China's peasants can afford bicycles, but can't find many

''Please bring me a sewing machine on your next trip home from Peking,'' wrote a villager in Shanxi Province to a relative in the capital city.

Most city dwellers with rural relatives have received similar letters repeatedly. The new system of economic incentives promoted by China's paramount leader Deng Xiaoping and his associates has brought increasing prosperity to the countryside.

The only problem is that peasants have little to buy with the money they earn from their private plots and their sideline occupations.

Too much money chasing too few goods - this is the classic recipe for inflation.

''I have 3,000 yuan ($2,000) in the bank, but I can't buy a television set, because it simply isn't available in my local store,'' a peasant just outside Peking complained to a recent visitor.

A government directive announced June 22 that it is trying to tackle the problem by reorganizing the distribution system so as to favor the flow of consumer goods to the countryside.
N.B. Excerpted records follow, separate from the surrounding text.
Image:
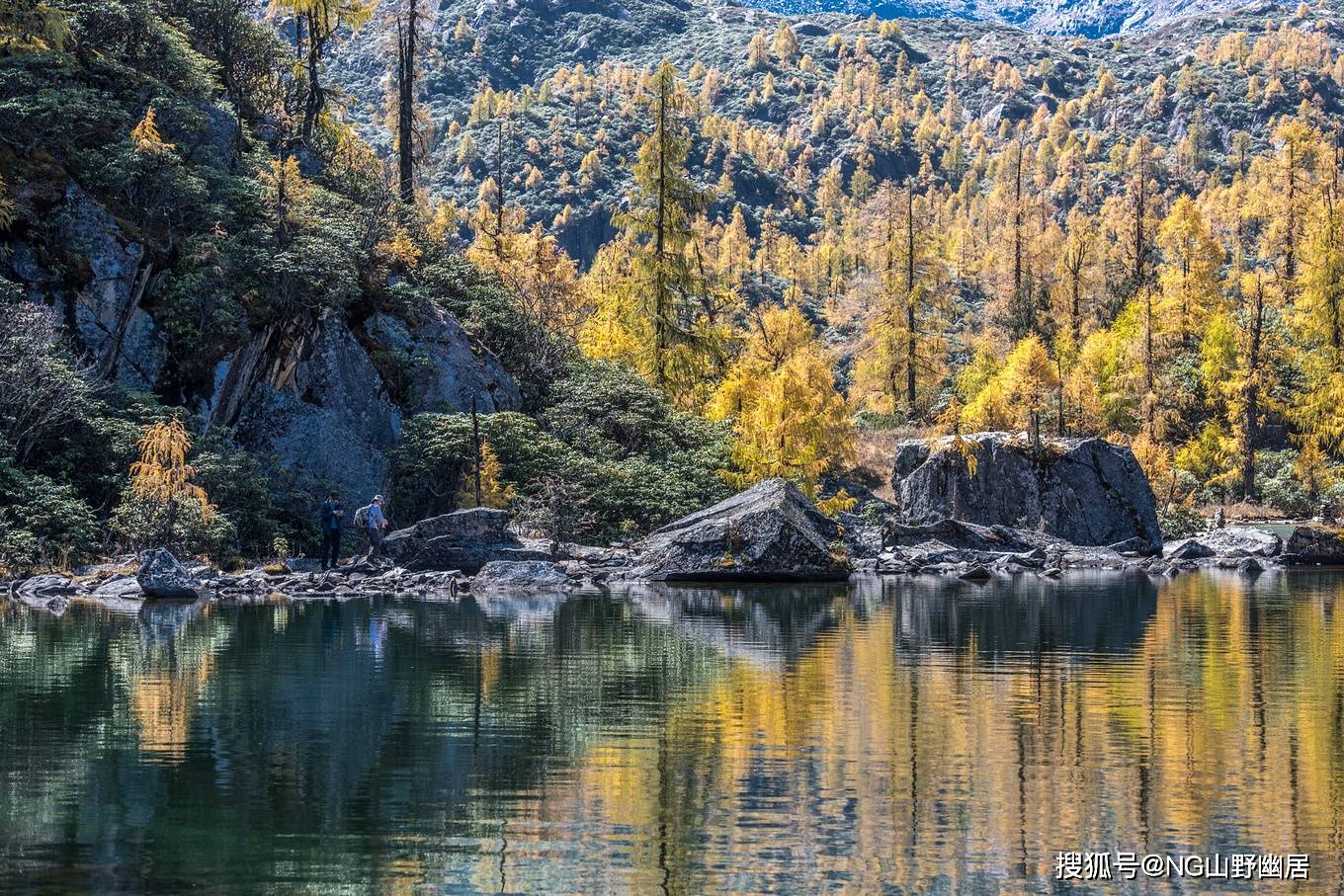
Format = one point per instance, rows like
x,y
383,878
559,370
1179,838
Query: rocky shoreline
x,y
1079,504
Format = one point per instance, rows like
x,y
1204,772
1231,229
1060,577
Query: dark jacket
x,y
331,522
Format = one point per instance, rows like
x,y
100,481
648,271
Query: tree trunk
x,y
316,96
910,302
406,104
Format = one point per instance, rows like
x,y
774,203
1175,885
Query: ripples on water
x,y
907,735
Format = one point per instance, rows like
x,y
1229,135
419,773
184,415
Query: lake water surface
x,y
909,735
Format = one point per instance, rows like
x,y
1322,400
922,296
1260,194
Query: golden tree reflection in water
x,y
870,762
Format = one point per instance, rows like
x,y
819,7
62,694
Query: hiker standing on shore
x,y
332,516
376,523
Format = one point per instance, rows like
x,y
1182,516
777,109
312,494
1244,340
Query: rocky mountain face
x,y
1082,491
1087,18
306,391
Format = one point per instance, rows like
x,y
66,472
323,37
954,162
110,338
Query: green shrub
x,y
607,436
42,523
189,529
1180,522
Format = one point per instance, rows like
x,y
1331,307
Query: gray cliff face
x,y
447,370
324,413
304,390
1085,492
104,301
770,532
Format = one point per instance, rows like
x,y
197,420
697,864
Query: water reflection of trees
x,y
906,734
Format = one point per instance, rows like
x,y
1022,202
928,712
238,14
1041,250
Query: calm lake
x,y
902,735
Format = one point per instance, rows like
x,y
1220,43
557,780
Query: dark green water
x,y
915,735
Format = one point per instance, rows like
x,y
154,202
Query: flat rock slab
x,y
1235,541
519,575
462,540
770,532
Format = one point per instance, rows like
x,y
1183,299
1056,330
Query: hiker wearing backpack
x,y
374,525
332,515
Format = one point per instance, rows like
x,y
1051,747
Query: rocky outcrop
x,y
770,532
163,578
1085,492
316,400
1309,544
462,540
445,368
519,575
312,394
101,279
1232,541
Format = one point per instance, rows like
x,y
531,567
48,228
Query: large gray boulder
x,y
770,532
1085,492
161,577
462,540
1309,544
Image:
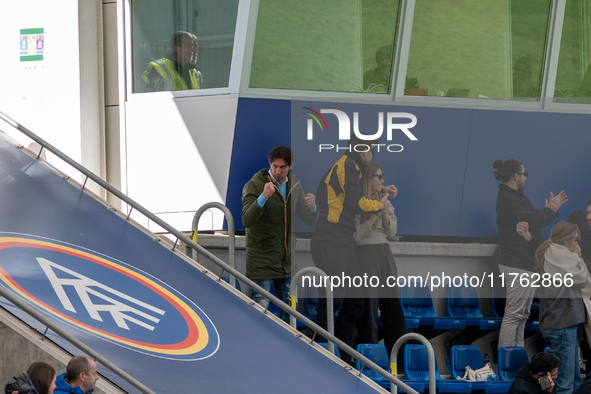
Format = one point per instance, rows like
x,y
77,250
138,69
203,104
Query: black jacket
x,y
585,245
525,383
585,388
514,207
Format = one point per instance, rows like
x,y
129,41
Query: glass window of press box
x,y
329,45
573,77
182,44
479,49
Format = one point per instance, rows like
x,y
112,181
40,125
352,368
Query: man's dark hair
x,y
579,218
281,152
354,141
76,365
543,362
41,375
506,169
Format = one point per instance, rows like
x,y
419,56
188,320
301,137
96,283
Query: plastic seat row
x,y
462,309
416,367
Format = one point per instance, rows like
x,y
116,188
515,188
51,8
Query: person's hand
x,y
576,249
522,229
268,190
556,202
310,200
549,389
391,190
384,200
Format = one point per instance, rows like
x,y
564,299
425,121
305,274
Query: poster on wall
x,y
32,44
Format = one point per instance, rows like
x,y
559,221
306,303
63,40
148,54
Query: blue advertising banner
x,y
137,303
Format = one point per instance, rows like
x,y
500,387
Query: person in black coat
x,y
519,235
527,378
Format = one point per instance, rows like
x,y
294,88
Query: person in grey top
x,y
372,231
562,310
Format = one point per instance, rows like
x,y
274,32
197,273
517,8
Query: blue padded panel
x,y
510,359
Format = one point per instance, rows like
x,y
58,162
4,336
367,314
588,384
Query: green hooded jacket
x,y
270,240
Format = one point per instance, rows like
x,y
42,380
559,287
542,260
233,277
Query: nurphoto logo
x,y
344,132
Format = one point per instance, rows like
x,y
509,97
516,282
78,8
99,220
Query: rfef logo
x,y
344,132
106,298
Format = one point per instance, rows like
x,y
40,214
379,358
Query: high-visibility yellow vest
x,y
170,77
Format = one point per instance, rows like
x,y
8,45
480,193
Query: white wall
x,y
178,155
46,95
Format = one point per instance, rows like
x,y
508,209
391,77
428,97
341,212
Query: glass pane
x,y
182,44
481,49
573,79
327,45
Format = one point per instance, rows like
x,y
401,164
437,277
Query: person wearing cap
x,y
340,197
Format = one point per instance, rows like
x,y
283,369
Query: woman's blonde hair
x,y
368,174
560,233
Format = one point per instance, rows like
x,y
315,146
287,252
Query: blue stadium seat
x,y
510,359
379,355
416,368
417,304
462,302
469,355
530,325
336,349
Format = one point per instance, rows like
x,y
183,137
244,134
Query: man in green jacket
x,y
270,201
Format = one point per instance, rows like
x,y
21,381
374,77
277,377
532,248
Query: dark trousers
x,y
377,260
339,260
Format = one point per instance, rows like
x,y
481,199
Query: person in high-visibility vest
x,y
177,71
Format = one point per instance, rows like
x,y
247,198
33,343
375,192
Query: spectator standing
x,y
516,255
178,70
270,201
376,259
39,379
339,198
562,311
80,377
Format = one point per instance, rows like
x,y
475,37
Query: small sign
x,y
32,44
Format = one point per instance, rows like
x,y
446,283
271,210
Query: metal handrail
x,y
430,353
214,259
70,338
293,291
231,233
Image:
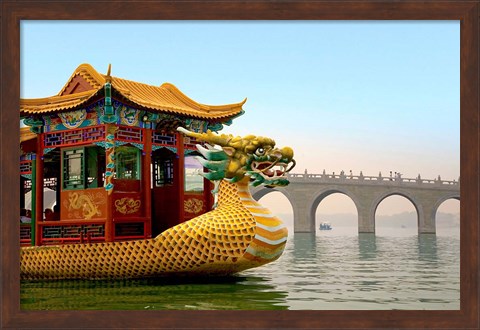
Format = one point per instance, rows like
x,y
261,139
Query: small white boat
x,y
325,226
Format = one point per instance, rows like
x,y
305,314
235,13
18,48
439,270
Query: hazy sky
x,y
360,96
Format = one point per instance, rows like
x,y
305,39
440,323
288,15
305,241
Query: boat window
x,y
73,169
83,167
128,162
193,179
163,171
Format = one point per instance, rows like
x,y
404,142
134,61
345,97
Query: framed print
x,y
16,15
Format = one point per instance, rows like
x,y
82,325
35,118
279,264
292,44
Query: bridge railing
x,y
355,179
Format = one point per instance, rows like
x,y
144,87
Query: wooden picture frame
x,y
465,11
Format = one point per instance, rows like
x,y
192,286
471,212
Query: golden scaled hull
x,y
237,235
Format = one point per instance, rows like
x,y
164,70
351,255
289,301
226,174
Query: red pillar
x,y
180,176
39,189
147,178
109,181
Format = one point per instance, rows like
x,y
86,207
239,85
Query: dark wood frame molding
x,y
465,11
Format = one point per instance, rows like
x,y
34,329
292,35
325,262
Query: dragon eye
x,y
260,151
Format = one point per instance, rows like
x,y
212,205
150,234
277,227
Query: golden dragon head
x,y
252,156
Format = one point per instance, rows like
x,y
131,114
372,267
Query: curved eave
x,y
168,99
87,72
54,103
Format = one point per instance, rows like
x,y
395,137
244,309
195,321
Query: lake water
x,y
323,271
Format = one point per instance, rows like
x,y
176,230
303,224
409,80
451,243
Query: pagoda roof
x,y
165,98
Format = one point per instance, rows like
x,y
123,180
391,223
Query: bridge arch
x,y
409,196
320,195
443,199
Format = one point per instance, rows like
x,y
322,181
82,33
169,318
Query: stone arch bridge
x,y
306,191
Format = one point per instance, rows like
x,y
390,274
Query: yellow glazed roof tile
x,y
165,98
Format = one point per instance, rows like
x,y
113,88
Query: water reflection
x,y
220,293
427,247
367,246
324,272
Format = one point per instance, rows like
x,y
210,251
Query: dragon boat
x,y
125,207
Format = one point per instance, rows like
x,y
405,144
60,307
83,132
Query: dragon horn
x,y
209,137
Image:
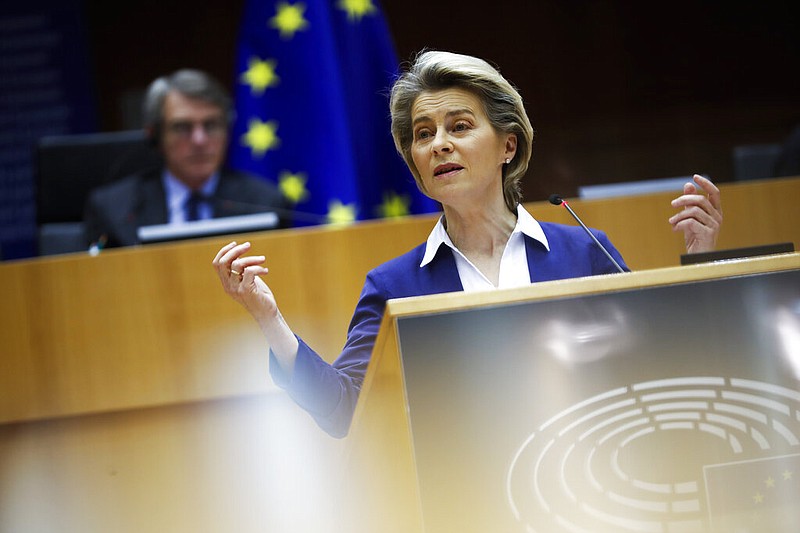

Until now, China's city dwellers have been favored over the rural population in terms of availability of consumer goods as well as of schooling, jobs, hospitals, and cultural benefits.

This situation cannot be changed quickly, but since four-fifths of China's 1 billion people live in the countryside, the government is aware that more must be done to meet rural needs before they reach explosive proportions.

The directive announced June 22 says state-owned wholesale companies must take overall responsibility for the distribution of their goods throughout the nation. Communes, production brigades, and production teams, it says,should be encouraged to set up more retail outlets, and wholesalers should open up their warehouses to public inspection to prove they are not holding back goods in short supply.

Government departments should take steps to see that cement, steel products, glass, and other items needed for rural housing get to customers in the countryside, the directive says. Pursuant to this directive, the Ministry of Commerce, which is responsible for the distribution of most consumer goods in China, has compiled a list of 15 items that should be supplied to the countryside on a priority basis.

The list gives a good indication of the kind of things peasants want and often have difficulty buying. First come bicycles, then sewing machines, followed by wristwatches, matches, soap, iron pots, rice bowls, cotton cloth, polyester fabric, knitting wool, kerosene, iron wire, nails, sugar. Finally ''third-class or lower than third-class cigarettes.''

In the case of wristwatches, using 1980 figures as a base, 80 percent of the increase in this year's figure for wholesale distribution should go to the countryside. (Actual production figures are not given, but 1980 production was 22.16 million wristwatches. Last year's production increased by 29.6 percent.)

The peak sales period in the countryside comes after the fall harvest. The government directive says distribution channels from the city to the countryside must be improved before the end of September and asks the departments concerned to report the specific steps they have taken by that date.